More than 30% of the province's municipalities have passed resolutions opposing the Liberal's plans to sell the transmission utility.
September 29, 2015
by The Canadian Press
TORONTO — Municipal politicians opposed to the Ontario government’s plans to sell Hydro One said the issue is hurting federal Liberals on the campaign trail, and will come back to haunt the provincial party as well.
More than one third of Ontario’s municipalities, 165 so far, have passed resolutions opposing the Liberal’s plans to sell the giant electricity transmission utility, with many complaining they were not consulted.
“This is a government that loves to consult, and I think that’s been one of the biggest criticisms over the years, of consulting municipalities to death,” said Sarnia Mayor Mike Bradley.
“They engage us in consultation on speed limits, clothes lines, on pit bulls, but on the big issue that impacts on our communities economically – and I would make the case eventually socially – they failed to let us have our voice.”
Federal Liberal candidates knocking on doors for the Oct. 19 election are hearing about the planned sale, “and not in a good way,” added Bradley.
“It is a handicap for the Liberal candidates,” he said. “Northern Ontario has made it very clear they don’t support this, and southwestern Ontario doesn’t support this, but we’re not being listened to.”

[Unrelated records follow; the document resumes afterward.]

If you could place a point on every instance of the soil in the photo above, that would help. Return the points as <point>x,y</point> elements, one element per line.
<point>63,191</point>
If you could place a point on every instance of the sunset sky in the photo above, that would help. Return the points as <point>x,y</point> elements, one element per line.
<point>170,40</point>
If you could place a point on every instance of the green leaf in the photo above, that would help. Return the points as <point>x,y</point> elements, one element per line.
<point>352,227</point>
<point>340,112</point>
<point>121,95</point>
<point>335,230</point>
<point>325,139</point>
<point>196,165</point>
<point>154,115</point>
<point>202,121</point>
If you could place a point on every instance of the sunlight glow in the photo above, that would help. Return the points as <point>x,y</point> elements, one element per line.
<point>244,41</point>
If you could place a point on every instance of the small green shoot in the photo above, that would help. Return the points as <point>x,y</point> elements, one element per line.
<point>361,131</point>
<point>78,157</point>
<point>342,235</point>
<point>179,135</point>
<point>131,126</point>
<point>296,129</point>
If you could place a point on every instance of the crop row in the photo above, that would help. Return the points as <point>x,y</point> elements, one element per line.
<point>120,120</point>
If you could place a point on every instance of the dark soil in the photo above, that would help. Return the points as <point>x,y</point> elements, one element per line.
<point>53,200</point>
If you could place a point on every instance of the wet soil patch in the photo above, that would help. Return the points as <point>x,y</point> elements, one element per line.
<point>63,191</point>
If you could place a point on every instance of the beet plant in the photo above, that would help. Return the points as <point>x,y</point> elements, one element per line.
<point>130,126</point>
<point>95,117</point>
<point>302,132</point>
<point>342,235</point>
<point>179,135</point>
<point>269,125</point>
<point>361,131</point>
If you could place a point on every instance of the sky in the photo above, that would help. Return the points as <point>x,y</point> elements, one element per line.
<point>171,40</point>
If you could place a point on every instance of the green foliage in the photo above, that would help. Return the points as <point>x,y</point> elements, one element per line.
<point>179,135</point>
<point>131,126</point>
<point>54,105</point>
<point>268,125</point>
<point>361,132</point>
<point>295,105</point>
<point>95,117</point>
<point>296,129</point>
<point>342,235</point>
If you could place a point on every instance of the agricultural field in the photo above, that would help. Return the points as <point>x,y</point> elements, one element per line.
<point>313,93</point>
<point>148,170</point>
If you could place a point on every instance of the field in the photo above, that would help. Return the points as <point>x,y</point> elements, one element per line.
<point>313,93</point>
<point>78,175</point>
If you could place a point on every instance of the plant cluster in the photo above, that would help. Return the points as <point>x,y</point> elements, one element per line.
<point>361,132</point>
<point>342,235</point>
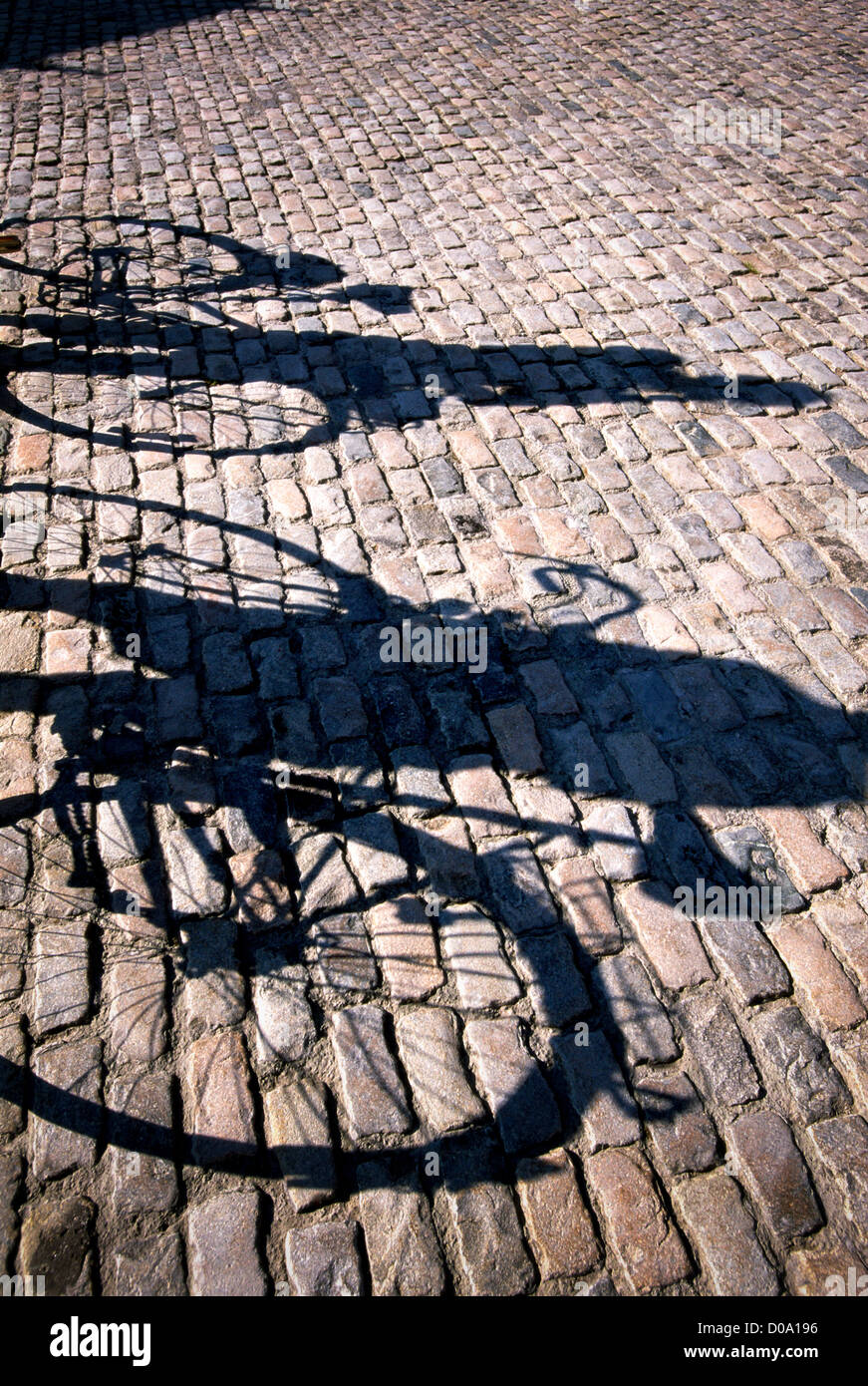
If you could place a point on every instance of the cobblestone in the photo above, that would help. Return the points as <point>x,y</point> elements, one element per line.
<point>331,322</point>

Voters wonder if Wynne is prepared to act in a unilateral way, would Justin Trudeau act in a similar manner, said Katrina Miller of the Keep Hydro Public coalition.

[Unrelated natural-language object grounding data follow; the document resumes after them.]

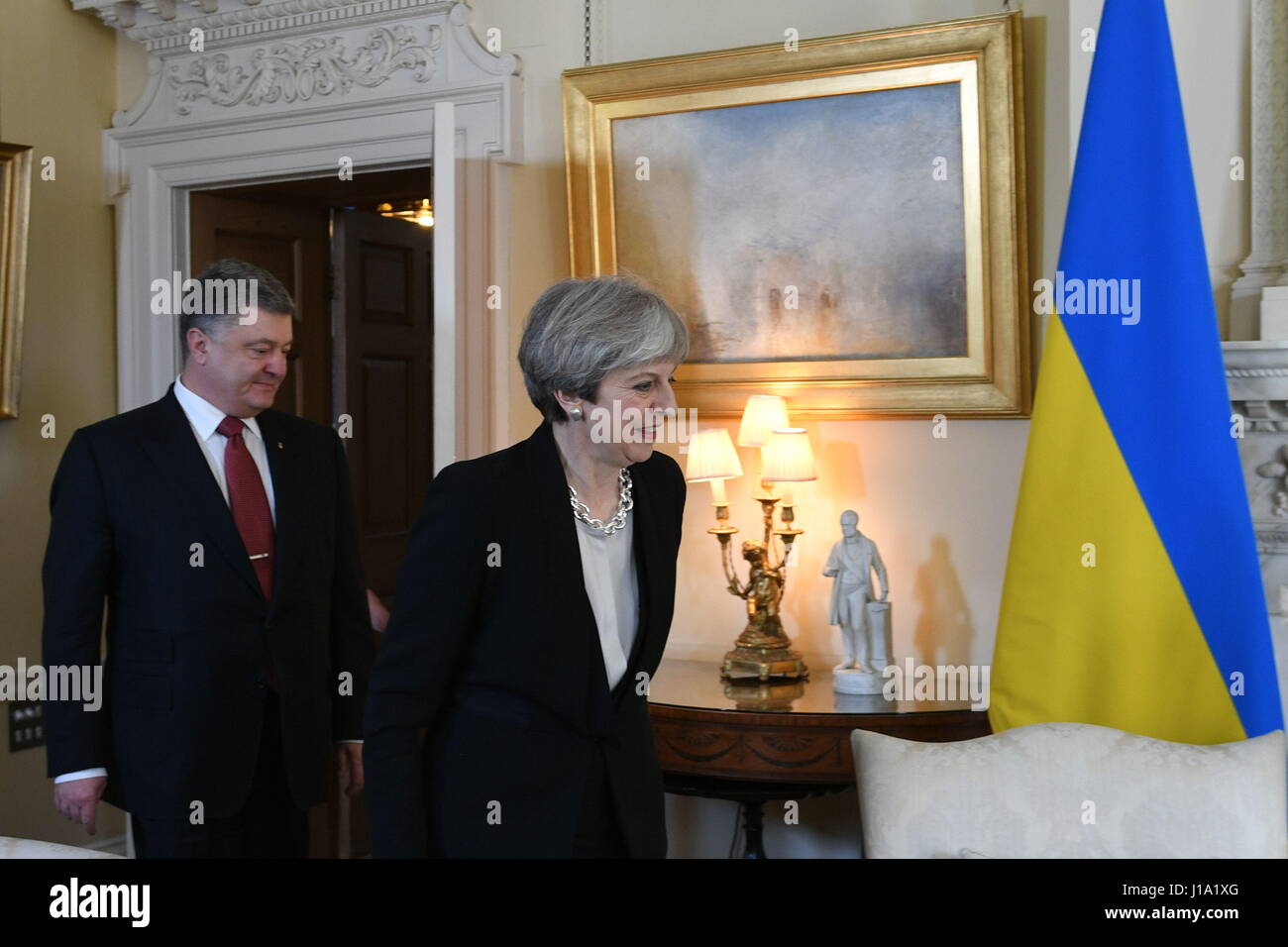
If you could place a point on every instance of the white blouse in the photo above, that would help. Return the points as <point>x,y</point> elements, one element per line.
<point>612,586</point>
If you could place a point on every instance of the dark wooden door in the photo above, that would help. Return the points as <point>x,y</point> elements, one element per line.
<point>384,377</point>
<point>292,244</point>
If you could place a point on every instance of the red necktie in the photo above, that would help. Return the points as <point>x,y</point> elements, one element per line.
<point>249,501</point>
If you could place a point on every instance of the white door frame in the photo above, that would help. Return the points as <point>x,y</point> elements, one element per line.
<point>281,95</point>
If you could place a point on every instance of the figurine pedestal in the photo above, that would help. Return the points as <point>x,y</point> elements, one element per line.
<point>851,681</point>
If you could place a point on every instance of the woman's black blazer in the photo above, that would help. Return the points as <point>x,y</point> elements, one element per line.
<point>492,648</point>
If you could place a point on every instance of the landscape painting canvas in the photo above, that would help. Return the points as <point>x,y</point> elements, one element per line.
<point>841,223</point>
<point>858,253</point>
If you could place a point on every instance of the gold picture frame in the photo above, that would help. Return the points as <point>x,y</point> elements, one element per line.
<point>974,360</point>
<point>14,211</point>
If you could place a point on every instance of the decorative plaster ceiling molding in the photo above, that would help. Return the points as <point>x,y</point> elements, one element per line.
<point>281,55</point>
<point>167,25</point>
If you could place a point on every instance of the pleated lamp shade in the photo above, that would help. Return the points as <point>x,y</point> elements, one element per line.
<point>789,457</point>
<point>759,418</point>
<point>711,457</point>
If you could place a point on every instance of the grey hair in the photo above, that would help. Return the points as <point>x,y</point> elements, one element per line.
<point>270,295</point>
<point>580,330</point>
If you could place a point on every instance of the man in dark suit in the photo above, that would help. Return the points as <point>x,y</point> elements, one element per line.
<point>222,536</point>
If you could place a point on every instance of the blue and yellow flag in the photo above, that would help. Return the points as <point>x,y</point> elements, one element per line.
<point>1132,594</point>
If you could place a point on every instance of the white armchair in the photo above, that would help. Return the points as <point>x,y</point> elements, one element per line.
<point>34,848</point>
<point>1070,789</point>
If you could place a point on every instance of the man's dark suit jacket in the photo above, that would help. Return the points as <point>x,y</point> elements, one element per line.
<point>493,648</point>
<point>188,629</point>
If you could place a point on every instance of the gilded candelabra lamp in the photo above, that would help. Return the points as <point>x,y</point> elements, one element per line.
<point>763,650</point>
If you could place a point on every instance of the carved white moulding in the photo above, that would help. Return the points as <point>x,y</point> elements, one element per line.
<point>288,71</point>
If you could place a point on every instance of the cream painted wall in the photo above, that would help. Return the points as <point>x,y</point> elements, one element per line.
<point>56,86</point>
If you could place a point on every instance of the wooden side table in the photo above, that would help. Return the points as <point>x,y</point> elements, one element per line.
<point>754,742</point>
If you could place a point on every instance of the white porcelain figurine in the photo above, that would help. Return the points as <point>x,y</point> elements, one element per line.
<point>864,618</point>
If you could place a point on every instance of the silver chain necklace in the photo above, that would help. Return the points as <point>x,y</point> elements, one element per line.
<point>623,505</point>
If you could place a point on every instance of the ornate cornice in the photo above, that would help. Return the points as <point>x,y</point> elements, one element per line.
<point>166,27</point>
<point>287,71</point>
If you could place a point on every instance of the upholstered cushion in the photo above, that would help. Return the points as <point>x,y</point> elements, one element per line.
<point>33,848</point>
<point>1069,789</point>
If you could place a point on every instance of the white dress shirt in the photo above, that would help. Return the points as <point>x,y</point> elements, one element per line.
<point>204,418</point>
<point>612,586</point>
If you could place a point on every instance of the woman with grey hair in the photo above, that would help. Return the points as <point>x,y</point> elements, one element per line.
<point>533,605</point>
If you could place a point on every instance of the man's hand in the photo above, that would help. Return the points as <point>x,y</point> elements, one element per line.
<point>77,799</point>
<point>376,611</point>
<point>351,768</point>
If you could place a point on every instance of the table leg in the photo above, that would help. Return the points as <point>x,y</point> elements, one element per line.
<point>754,828</point>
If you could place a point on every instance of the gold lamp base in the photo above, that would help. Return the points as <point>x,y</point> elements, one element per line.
<point>763,664</point>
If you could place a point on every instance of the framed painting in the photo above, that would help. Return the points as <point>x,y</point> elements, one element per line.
<point>14,193</point>
<point>838,221</point>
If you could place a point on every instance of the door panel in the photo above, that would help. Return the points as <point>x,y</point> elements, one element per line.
<point>386,338</point>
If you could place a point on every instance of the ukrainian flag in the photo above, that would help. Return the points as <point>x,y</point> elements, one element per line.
<point>1132,594</point>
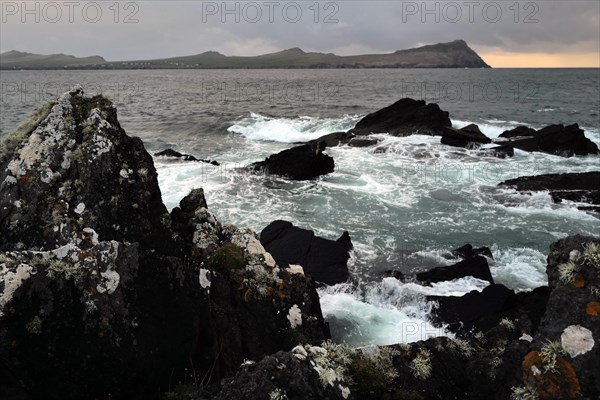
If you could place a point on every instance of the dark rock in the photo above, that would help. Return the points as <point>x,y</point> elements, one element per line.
<point>572,315</point>
<point>470,136</point>
<point>519,131</point>
<point>362,142</point>
<point>298,163</point>
<point>324,260</point>
<point>476,266</point>
<point>467,251</point>
<point>346,241</point>
<point>498,151</point>
<point>333,139</point>
<point>465,312</point>
<point>578,187</point>
<point>564,141</point>
<point>117,299</point>
<point>175,154</point>
<point>170,153</point>
<point>404,118</point>
<point>84,173</point>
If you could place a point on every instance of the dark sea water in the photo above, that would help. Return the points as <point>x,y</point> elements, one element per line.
<point>404,207</point>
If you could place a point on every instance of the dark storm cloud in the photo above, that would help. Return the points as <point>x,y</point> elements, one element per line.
<point>171,28</point>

“She’s moving forward on an ill-fated, precedent-setting, sell-off that seems to be a fire sale, with no desire to listen to what anyone else is saying,” said Miller. “If she’s willing to do that, they question whether or not Justin Trudeau may be headed in the same direction.”
Whitby Councillor Chris Leahey said federal and provincial Liberals will “absolutely” pay a price at the polls for Wynne’s decision to plow ahead with the sale despite surveys showing over 80 per cent of Ontarians oppose the privatization.
The Liberals didn’t tell voters in the 2014 Ontario election that their plans for asset sales meant privatizing Hydro One, despite Wynne’s claim that she has a mandate to sell the utility, added Leahey.
“Selling Hydro One was not part of their election plan, so where is the consultation,” he asked. “People are worried their hydro rates will go up.”
Bradley said voters would have “to be Sherlock Holmes” to have figured out the Liberals were talking about selling Hydro One when their 2014 campaign platform spoke about “optimizing the value of provincial assets.”
Energy Minister Bob Chiarelli insisted the Liberals did campaign on the sale of Hydro One and said details were in last year’s budget, but it was introduced more than a month after the June 2014 election.
“We talked about repurposing our assets without being specific,” admitted Chiarelli. “The budget was very specific.”
The Liberals hope to raise $9 billion from selling 60 per cent of Hydro One, and promise to use $5 billion to pay down hydro debt and the remaining $4 million to help fund public transit and infrastructure projects across the province.
“This is a bad idea and everyone knows it, it seems, except for them,” said Miller.